Frankfurt. Stephan von Ploetz, Leiter des Fanprojekts, wagt einen Blick voraus. Und spricht mit unserem Mitarbeiter Stefan Fritschi über Leverkusen, radikale Tendenzen in der Fanszene und die Beziehung zwischen Fan-Vertretern und der Eintracht Frankfurt AG.
Herr von Ploetz, zum ersten Europacup-Spiel seit knapp sieben Jahren gibt die Eintracht sogenannte "Blind-date-Tickets" aus. Wie heiß sind die SGE-Fans auf Europa?
STEPHAN VON PLOETZ: Sie freuen sich auf die Spiele, egal wie der Gegner heißt und wo es hingeht. Die Leute sind durch und drüber - im Gegensatz zu den Stuttgartern, die gegen Lazio Rom ja nur 20 000 im Stadion hatten. Das Waldstadion wird voll, und auswärts setzen wir das Kontingent ab, was uns zur Verfügung steht - wenn die Stadt nicht so weit entfernt liegt.

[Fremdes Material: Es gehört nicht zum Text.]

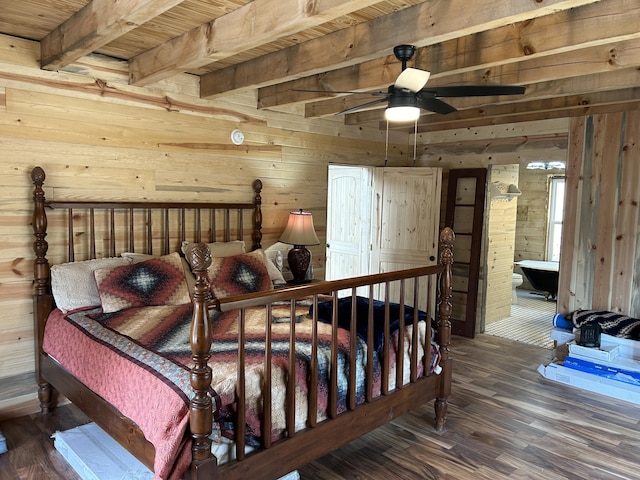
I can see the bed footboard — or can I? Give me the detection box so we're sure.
[186,228,455,479]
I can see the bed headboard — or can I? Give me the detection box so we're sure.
[31,167,262,370]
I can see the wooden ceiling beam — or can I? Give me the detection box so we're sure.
[40,0,184,71]
[201,0,599,98]
[129,0,379,86]
[258,0,640,109]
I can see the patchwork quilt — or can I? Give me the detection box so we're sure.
[43,300,436,479]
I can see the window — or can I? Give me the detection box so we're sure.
[547,176,564,262]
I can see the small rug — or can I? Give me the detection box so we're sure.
[484,291,556,349]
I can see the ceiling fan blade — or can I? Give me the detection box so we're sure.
[418,96,458,114]
[336,97,387,115]
[292,88,387,97]
[393,68,431,93]
[421,85,525,97]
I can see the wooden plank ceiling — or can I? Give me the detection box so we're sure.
[0,0,640,132]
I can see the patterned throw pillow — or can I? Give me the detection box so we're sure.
[208,250,273,298]
[95,253,191,313]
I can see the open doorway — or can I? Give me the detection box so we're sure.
[485,163,564,348]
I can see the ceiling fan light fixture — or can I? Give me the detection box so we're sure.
[384,106,420,122]
[384,91,420,122]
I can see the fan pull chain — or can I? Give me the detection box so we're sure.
[384,120,389,167]
[413,120,418,167]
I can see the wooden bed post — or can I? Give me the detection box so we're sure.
[434,227,455,432]
[251,178,262,251]
[31,167,53,414]
[189,243,217,478]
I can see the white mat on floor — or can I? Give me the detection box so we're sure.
[53,423,153,480]
[52,423,300,480]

Wie 2006 Kopenhagen.
Die Sehnsüchte sind also groß. Gibt es aber auch Befürchtungen?
VON PLOETZ: Die meisten Leute wollen nicht unbedingt in den Osten, weil die Gefahr größer ist, dass es weniger Fußball-Event wird, sondern dass man mehr auf sich aufpassen muss. In Osteuropa kann man sich nicht so frei bewegen, weil es dort eine große Klientel gibt, die es den auswärtigen Fans schwer macht, das ist bekannt.
Wollen sich Teile der Fans bei dieser außerordentlichen Gelegenheit in Szene setzen. Gibt es eine Pyroshow?

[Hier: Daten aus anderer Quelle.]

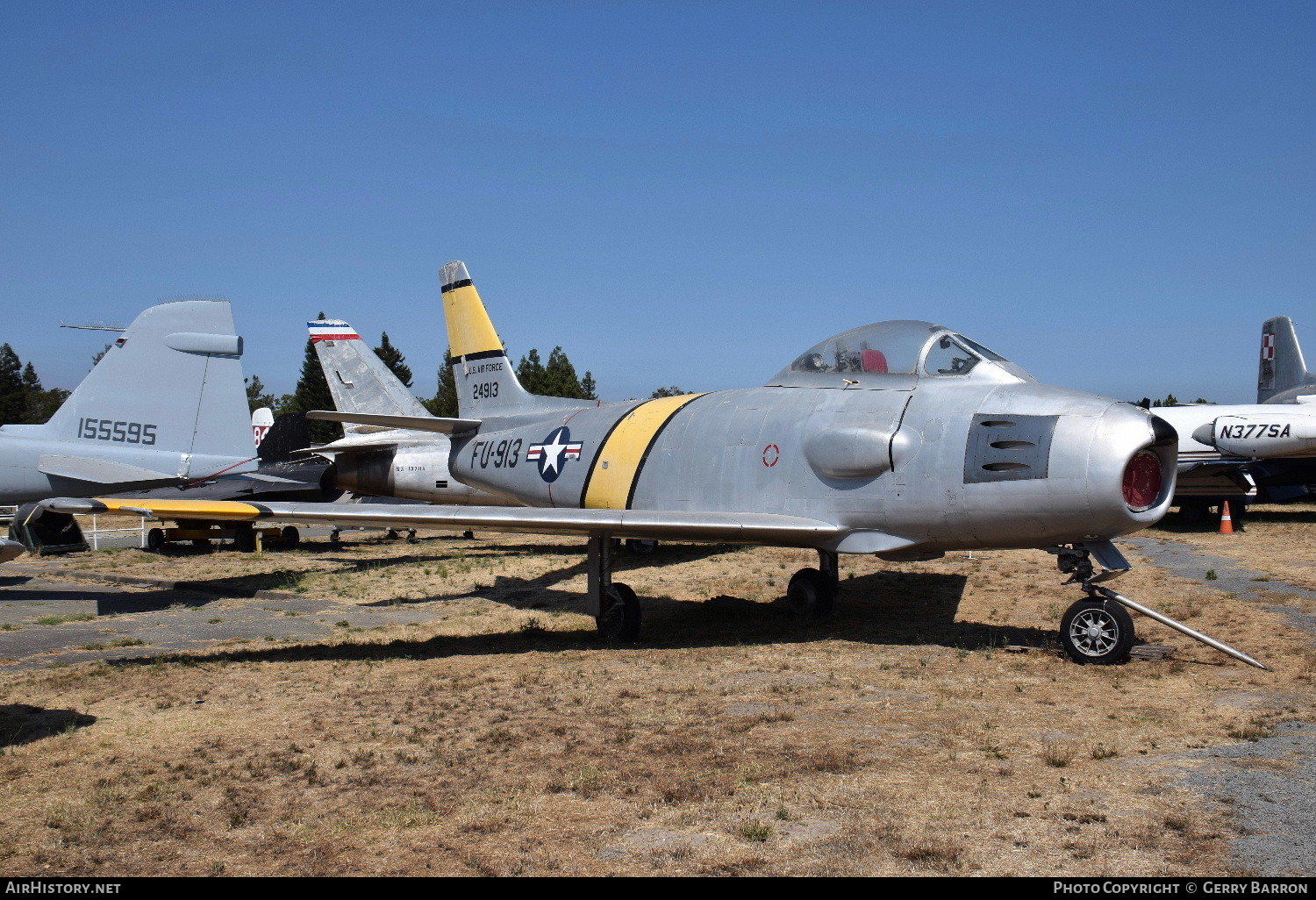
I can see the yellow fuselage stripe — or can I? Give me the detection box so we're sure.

VON PLOETZ: In Deutschland kennt uns schon jeder, man hat seinen Ruf. Natürlich willst du dir auch in Europa einen Ruf erarbeiten als bunte, lebendige, aber auch toughe Fanszene, das sind neue Herausforderungen.
Stichwort Leverkusen. Fast alle Feuerwerker wurden längst ausfindig gemacht oder haben sich gestellt. Weshalb hat der DFB noch kein Urteil gesprochen? Es ist inzwischen fast ein halbes Jahr vergangen.
VON PLOETZ: Ich finde es schade, dass der DFB noch kein Urteil gefällt hat, da bekommt man das Gefühl, er wartet wieder auf etwas. Bei Stadionverboten werden die Urteile schnell gesprochen. So konterkariert der DFB das, was er im kleinen Zusammenhang gefordert hatte. Das ist nicht nachvollziehbar!
Hat es nach Leverkusen einen Selbstreinigungsprozess in der Fanszene gegeben. Oder ist es nur die Ruhe vor dem Sturm?
VON PLOETZ: Weder noch. Es ist ein Erkenntnisprozess in Gang gekommen: Die Fanszene hat gesehen, dass es so nicht weitergehen kann. Weil die Strafen hoch sind und man weiß, dass man recht sicher identifiziert wird. Der Preis ist einfach zu hoch. Es ist klar, dass sanktioniert werden muss, aber die Strafen müssen transparenter, möglichst einheitlich ausfallen.
Welche der "Fan-Instanzen" steht am besten in Kontakt zum AG-Vorstand?
VON PLOETZ: Alle, die im Fan-Beirat sind wie Ultras, Nordwestkurve e. V., Fansprechergremium und Fanabteilung haben diesen. Die Fan-Beauftragten bemühen sich auch (sie sind Angestellte der Eintracht, d. Red.). Zudem das Fanprojekt in begleitender, beratender Funktion. Es gibt wieder eine lösungsorientierte Gesprächskultur.
Seit 13 Jahren sind Sie im Frankfurter Fanprojekt aktiv. Ist die Beziehung zwischen Fanszene und Eintracht-Vorstand so gut wie nie zuvor?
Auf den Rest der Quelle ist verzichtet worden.